Member of the European Parliament
- In office 10 June 1979 – 12 June 1994
- In office 13 June 1999 – 7 June 2009

Personal details
- Born: 7 February 1936 (age 90) Vienna, Austria
- Party: PRI (until 1994) FI (1994–2009)
- Alma mater: Sapienza University of Rome
- Occupation: Journalist, politician

= Jas Gawronski =

Italian journalist and politician (born 1936)

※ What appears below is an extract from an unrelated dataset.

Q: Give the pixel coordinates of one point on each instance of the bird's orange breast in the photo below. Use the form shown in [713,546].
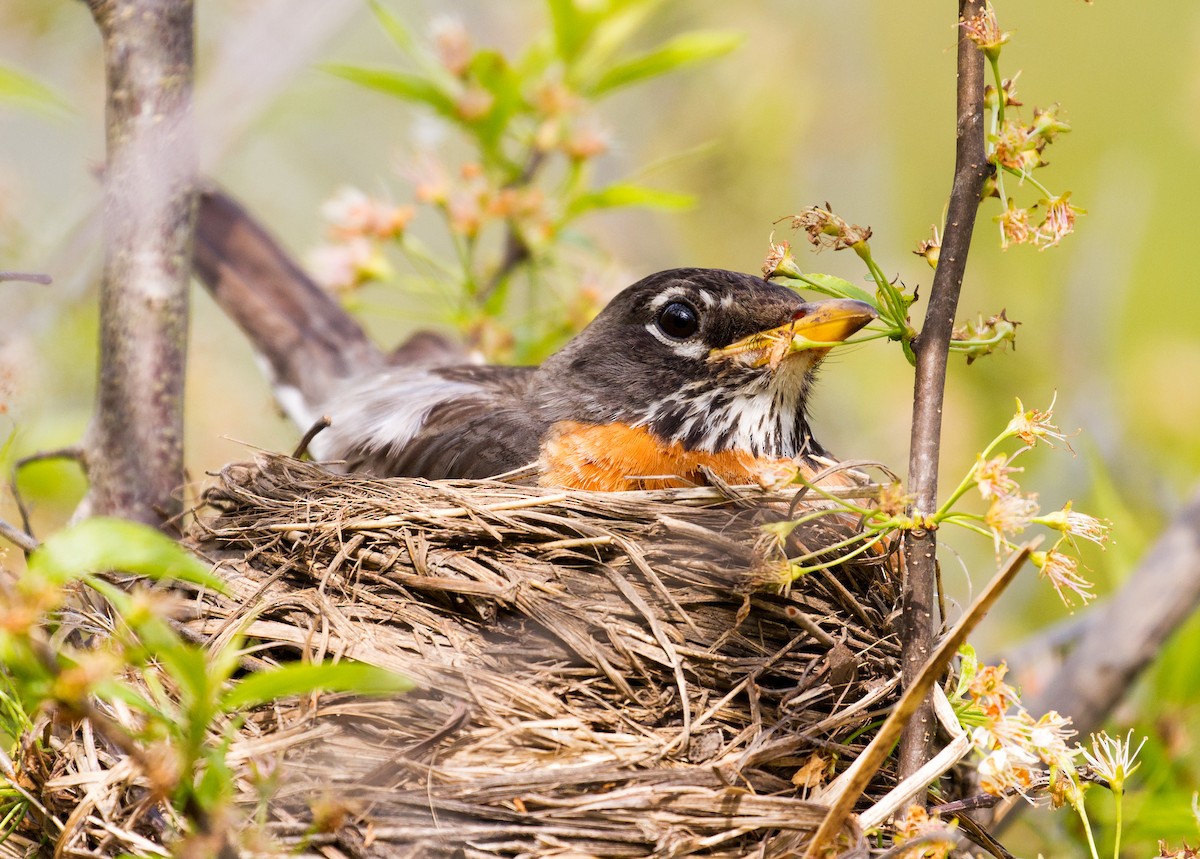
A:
[615,456]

Jas Gawronski (born 7 February 1936) is an Italian journalist and politician. He was a member of the European Parliament for North-West with Forza Italia, member of the Bureau of the European People's Party, and sits on the European Parliament's Committee on Foreign Affairs.

== Biography ==
A member of the Polish nobility, he is the grandson of Stanisław Gawroński, Rawicz coat of arms (1860-1942) and his wife, Princess Helena Lubomirska (1870-1950). Gawronski, who speaks Polish fluently, was born in Vienna, the son of a Polish ambassador, Jan Gawroński, and the Italian writer Luciana Frassati. He is the nephew of St. Pier Giorgio Frassati, canonized a saint by the Catholic Church in 2025. He was correspondent for RAI (Italian State television) from New York, Paris, Moscow and Warsaw, and later hosted some political shows for Silvio Berlusconi's Mediaset network. He collaborated with the newspapers Il Giorno and La Stampa. From 1981 to 1994 he was a member of the European Parliament for the Italian Republican Party. He later switched to Berlusconi's Forza Italia, for which he was elected to the Italian Senate in 1996–99.

Gawronski is a substitute for the Committee on International Trade, a member of the Delegation for Relations with the countries of Southeast Asia and the Association of Southeast Asian Nations (ASEAN) and a substitute for the Delegation for Relations with the Korean Peninsula.